His death symbolizes the end of an era characterized by melancholic melodies imbued with idealism. It was an era in which Trenet prolifically created his songs along with his contemporaries, such as Maurice Chevalier, Edith Piaf and Jacques Brel. Since the ’20s, these humanistic visions have attracted many romantics to France.
Born in the southern coastal town of Narbonne in 1913, Trenet began singing and composing from the age of 17, spreading a nostalgic yet exhuberant joie de vivre message. He gave us over a thousand songs full of simple, yet highly poignant poetry. A good number of American vocalists have rearranged Trenet’s hits, one favorite being “I Wish You Love.” Another, “Sailing” — made famous by Bobby Darin — was recently updated by Harry Coninck Jr.... Trenet spent several years in the States. and his rhythmic sensibility and jazzy spontaneity earned him the nickname of “le fou chantant.”
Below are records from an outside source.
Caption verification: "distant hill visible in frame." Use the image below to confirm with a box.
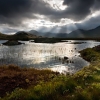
[67,26,100,38]
[42,26,100,38]
[0,26,100,40]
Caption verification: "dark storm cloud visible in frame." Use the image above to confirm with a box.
[0,0,55,25]
[50,0,100,21]
[63,0,95,20]
[0,0,100,26]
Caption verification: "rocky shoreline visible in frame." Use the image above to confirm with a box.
[2,40,23,46]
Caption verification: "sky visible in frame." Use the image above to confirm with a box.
[0,0,100,34]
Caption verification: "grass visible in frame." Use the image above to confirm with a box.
[0,45,100,100]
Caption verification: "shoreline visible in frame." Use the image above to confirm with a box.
[0,46,100,100]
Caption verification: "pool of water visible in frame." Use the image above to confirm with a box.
[0,40,100,73]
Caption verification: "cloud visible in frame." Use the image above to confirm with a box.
[0,0,100,32]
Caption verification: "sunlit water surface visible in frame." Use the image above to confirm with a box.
[0,40,100,73]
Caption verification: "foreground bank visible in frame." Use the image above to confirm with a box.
[0,46,100,100]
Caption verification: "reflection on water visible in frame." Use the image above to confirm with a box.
[0,40,100,73]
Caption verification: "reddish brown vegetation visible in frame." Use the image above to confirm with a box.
[0,65,59,97]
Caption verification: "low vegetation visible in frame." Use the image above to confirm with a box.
[0,45,100,100]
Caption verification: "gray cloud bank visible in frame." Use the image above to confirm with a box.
[0,0,100,34]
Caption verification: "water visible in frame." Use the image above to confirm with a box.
[0,40,100,73]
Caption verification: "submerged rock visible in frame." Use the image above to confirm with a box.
[2,40,23,46]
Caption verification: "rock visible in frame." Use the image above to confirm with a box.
[2,40,23,46]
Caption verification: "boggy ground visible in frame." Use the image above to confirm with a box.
[0,65,59,97]
[0,47,100,100]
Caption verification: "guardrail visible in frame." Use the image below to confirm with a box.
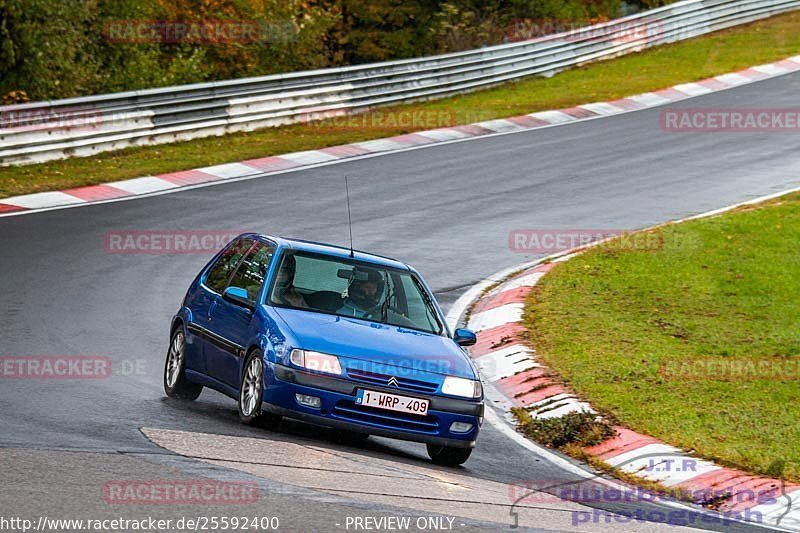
[0,0,800,165]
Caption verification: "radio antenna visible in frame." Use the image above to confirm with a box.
[344,176,355,259]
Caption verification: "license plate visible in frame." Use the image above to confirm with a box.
[356,389,430,415]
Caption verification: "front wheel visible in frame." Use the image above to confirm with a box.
[428,444,472,466]
[164,329,203,400]
[239,350,281,427]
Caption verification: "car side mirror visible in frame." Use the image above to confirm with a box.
[453,328,478,346]
[222,287,256,311]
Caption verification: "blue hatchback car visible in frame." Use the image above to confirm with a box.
[164,234,484,465]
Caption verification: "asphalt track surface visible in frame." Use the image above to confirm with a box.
[0,74,800,531]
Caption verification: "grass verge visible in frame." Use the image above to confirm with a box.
[524,194,800,481]
[0,12,800,198]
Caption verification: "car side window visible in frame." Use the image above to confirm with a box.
[229,242,275,302]
[205,239,253,294]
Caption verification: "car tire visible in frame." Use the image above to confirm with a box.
[238,350,281,428]
[428,444,472,466]
[164,328,203,400]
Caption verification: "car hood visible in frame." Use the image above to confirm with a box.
[275,308,476,379]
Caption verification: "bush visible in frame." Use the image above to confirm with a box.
[513,408,615,448]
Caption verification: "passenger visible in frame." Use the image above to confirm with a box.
[339,267,385,318]
[275,255,311,309]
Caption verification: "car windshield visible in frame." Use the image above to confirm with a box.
[269,252,444,335]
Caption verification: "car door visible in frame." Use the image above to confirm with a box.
[206,241,275,388]
[186,238,253,377]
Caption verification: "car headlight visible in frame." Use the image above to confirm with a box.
[289,349,342,376]
[442,376,483,398]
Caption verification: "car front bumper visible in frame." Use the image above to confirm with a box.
[263,364,483,448]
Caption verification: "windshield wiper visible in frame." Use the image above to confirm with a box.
[381,274,394,323]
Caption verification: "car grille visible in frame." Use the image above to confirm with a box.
[347,368,439,394]
[331,400,439,435]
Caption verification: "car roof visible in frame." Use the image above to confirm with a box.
[250,234,416,272]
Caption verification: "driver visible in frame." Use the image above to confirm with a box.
[275,255,309,309]
[339,267,385,318]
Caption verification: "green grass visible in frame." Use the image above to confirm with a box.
[525,194,800,481]
[0,12,800,198]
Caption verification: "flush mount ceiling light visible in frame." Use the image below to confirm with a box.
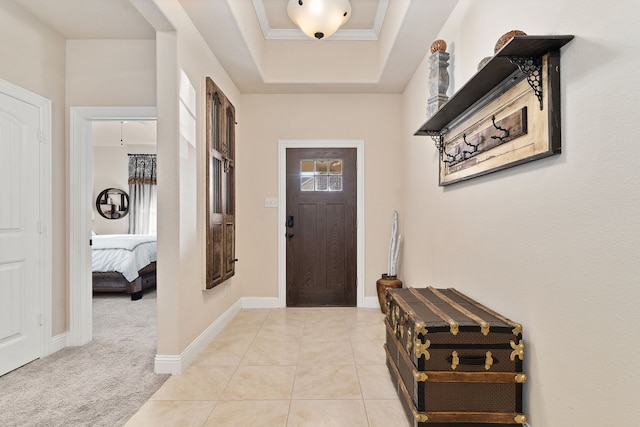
[287,0,351,39]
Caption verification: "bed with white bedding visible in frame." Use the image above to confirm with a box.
[91,234,158,300]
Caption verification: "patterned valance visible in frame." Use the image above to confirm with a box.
[129,154,157,185]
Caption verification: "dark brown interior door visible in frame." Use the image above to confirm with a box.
[285,148,357,307]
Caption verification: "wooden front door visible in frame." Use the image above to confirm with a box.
[285,148,357,307]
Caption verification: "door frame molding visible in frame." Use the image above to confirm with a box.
[0,79,53,357]
[278,139,367,307]
[67,107,158,346]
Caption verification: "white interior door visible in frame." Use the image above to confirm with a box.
[0,92,42,375]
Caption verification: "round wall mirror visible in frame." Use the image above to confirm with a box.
[96,188,129,219]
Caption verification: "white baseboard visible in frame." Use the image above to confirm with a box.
[154,300,242,375]
[43,332,69,356]
[242,297,283,308]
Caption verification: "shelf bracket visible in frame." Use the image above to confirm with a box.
[509,56,543,110]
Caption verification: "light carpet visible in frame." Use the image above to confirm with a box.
[0,290,169,427]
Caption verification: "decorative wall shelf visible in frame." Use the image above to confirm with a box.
[415,35,573,185]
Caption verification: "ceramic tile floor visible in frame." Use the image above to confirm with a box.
[125,308,409,427]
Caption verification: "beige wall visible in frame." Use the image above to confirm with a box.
[403,0,640,427]
[236,94,403,297]
[152,1,242,355]
[0,0,68,335]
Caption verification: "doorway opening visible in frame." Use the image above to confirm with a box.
[68,107,157,346]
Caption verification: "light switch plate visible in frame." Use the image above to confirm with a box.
[264,197,278,208]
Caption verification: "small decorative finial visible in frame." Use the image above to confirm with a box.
[431,39,447,53]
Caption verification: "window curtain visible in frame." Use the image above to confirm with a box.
[129,154,158,234]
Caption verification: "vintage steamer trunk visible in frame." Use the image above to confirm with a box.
[385,287,527,427]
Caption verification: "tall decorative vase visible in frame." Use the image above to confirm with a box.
[376,274,402,314]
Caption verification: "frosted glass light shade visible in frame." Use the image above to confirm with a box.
[287,0,351,39]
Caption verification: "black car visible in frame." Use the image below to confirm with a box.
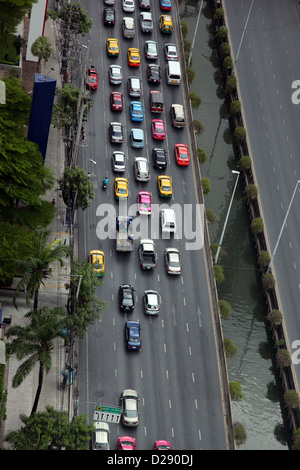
[103,8,116,26]
[152,148,167,170]
[147,64,161,83]
[139,0,151,10]
[119,284,134,312]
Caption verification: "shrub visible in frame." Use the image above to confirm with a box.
[233,126,247,144]
[239,155,251,171]
[229,381,243,401]
[202,178,211,194]
[245,184,258,201]
[251,217,264,235]
[214,264,225,284]
[266,310,283,328]
[276,349,292,367]
[224,338,237,359]
[233,421,247,446]
[219,300,231,319]
[229,100,242,116]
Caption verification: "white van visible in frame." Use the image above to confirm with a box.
[160,209,176,233]
[166,60,181,85]
[122,17,135,39]
[92,421,110,450]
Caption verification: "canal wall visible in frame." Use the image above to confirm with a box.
[174,2,235,450]
[211,0,300,446]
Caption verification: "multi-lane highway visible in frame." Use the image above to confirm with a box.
[78,0,228,450]
[224,0,300,392]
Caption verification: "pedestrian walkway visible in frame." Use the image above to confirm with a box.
[0,14,76,449]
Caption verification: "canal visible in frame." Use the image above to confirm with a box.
[179,0,288,450]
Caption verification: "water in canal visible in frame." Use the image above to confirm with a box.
[180,0,288,450]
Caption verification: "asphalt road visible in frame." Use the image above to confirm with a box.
[78,2,227,450]
[224,0,300,390]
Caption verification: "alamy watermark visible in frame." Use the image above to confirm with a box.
[96,200,204,250]
[291,80,300,104]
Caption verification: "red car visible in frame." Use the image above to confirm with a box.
[118,436,136,450]
[110,91,123,111]
[152,119,166,140]
[175,144,190,166]
[86,67,98,90]
[154,440,172,450]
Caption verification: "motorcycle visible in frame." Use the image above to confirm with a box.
[102,176,108,190]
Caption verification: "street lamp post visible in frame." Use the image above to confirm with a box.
[266,180,300,274]
[215,170,240,264]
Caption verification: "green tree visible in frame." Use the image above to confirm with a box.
[0,78,49,209]
[5,405,94,450]
[6,306,73,414]
[31,36,52,71]
[58,165,95,210]
[68,259,108,338]
[13,227,71,310]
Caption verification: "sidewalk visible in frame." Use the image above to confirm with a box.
[0,14,76,449]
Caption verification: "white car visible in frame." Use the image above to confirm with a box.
[165,42,178,60]
[122,0,134,13]
[145,41,157,60]
[120,389,139,426]
[144,290,161,315]
[140,11,153,33]
[109,65,123,85]
[92,421,110,450]
[165,248,181,274]
[112,152,125,173]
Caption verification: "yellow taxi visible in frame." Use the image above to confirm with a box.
[106,38,120,57]
[159,15,173,34]
[115,178,128,199]
[89,250,105,277]
[128,47,141,67]
[157,175,173,197]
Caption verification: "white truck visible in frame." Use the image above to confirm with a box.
[116,216,133,251]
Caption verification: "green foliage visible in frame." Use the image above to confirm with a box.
[233,421,247,447]
[47,2,93,36]
[251,217,264,235]
[239,155,251,171]
[214,264,225,285]
[58,165,95,210]
[201,178,211,194]
[219,300,231,319]
[0,78,49,207]
[229,381,243,401]
[5,405,94,450]
[244,183,258,201]
[71,259,108,338]
[197,147,207,163]
[190,91,201,109]
[224,338,238,359]
[267,309,283,328]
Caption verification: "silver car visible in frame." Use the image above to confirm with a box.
[144,290,160,315]
[112,152,125,173]
[165,248,181,274]
[120,389,139,426]
[133,157,150,181]
[109,65,123,85]
[165,42,178,60]
[145,41,157,60]
[140,11,153,33]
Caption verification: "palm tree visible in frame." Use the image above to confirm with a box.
[31,36,52,72]
[6,306,73,415]
[13,227,71,310]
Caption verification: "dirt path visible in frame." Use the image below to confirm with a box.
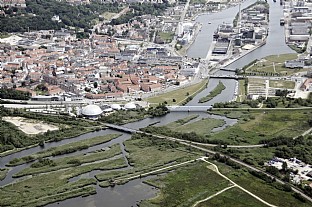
[196,157,277,207]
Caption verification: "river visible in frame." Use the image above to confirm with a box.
[187,0,294,106]
[0,0,292,207]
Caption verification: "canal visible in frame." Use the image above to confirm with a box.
[0,0,292,207]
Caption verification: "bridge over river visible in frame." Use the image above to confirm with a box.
[167,105,212,112]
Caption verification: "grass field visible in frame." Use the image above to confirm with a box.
[246,53,307,75]
[9,134,120,166]
[95,135,200,187]
[0,168,9,180]
[269,80,295,89]
[146,79,208,105]
[102,12,117,20]
[211,109,309,144]
[13,144,121,177]
[140,161,230,207]
[0,172,96,206]
[166,118,225,135]
[215,163,311,207]
[158,32,174,42]
[197,188,267,207]
[238,80,247,102]
[124,134,196,168]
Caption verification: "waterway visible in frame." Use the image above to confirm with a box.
[187,0,294,106]
[0,112,237,207]
[0,0,292,207]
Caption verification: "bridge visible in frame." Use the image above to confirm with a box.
[220,68,236,72]
[209,75,244,80]
[167,105,212,112]
[105,124,138,134]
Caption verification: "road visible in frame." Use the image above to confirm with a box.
[194,157,277,207]
[119,125,312,202]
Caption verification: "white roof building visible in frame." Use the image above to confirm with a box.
[81,105,103,118]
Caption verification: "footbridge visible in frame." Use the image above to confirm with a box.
[167,105,212,112]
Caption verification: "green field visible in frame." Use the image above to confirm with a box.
[198,81,225,103]
[95,135,199,187]
[211,109,311,145]
[166,118,225,135]
[13,144,121,177]
[269,80,295,89]
[140,161,230,207]
[0,172,96,206]
[9,134,120,166]
[197,187,267,207]
[215,163,311,207]
[246,53,307,76]
[0,168,9,180]
[157,32,174,42]
[145,79,208,105]
[237,80,247,102]
[124,134,196,168]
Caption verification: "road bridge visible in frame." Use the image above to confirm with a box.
[105,124,141,134]
[220,68,236,72]
[167,105,212,112]
[209,75,245,80]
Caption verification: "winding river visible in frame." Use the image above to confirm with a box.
[0,0,292,207]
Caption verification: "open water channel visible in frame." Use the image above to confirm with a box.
[0,0,292,207]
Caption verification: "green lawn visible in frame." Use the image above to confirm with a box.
[197,187,267,207]
[140,161,230,207]
[145,79,208,105]
[269,80,295,89]
[9,134,120,166]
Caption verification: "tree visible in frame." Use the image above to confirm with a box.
[93,82,98,88]
[282,162,288,172]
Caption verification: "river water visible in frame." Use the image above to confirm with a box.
[0,0,292,207]
[187,0,294,106]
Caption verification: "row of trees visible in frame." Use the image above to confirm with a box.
[0,88,31,100]
[0,0,121,32]
[110,3,170,25]
[0,106,100,152]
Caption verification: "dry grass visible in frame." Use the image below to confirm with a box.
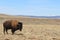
[0,14,60,40]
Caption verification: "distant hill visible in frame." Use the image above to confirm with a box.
[0,14,60,19]
[18,15,60,19]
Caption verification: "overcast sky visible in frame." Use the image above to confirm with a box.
[0,0,60,16]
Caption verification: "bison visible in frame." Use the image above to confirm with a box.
[3,20,23,34]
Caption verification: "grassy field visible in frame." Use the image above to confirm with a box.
[0,16,60,40]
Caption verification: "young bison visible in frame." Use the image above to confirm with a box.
[3,20,22,34]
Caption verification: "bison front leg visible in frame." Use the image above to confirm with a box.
[11,29,15,35]
[3,28,6,34]
[6,29,8,34]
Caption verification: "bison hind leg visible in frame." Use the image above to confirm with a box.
[11,29,15,35]
[3,28,6,34]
I was lucky to attend Trenet’s last concert at the Salle Pleyel in November ’99. Due to various illnesses, he hadn’t performed for six years prior to that. For most of the concert he sang seated in a chair, but by the end of the recital he magically looked like the same young man, who wore a panama and buttonhole carnation in photos taken before WWII.
Hearing “Douce France” on the radio on one of those gray Paris winter mornings makes you feel glad you came here. And like Trenet once said “a long time after the poets have disappeared, their poems will always be there,” keeping them alive to comfort and warm our hearts.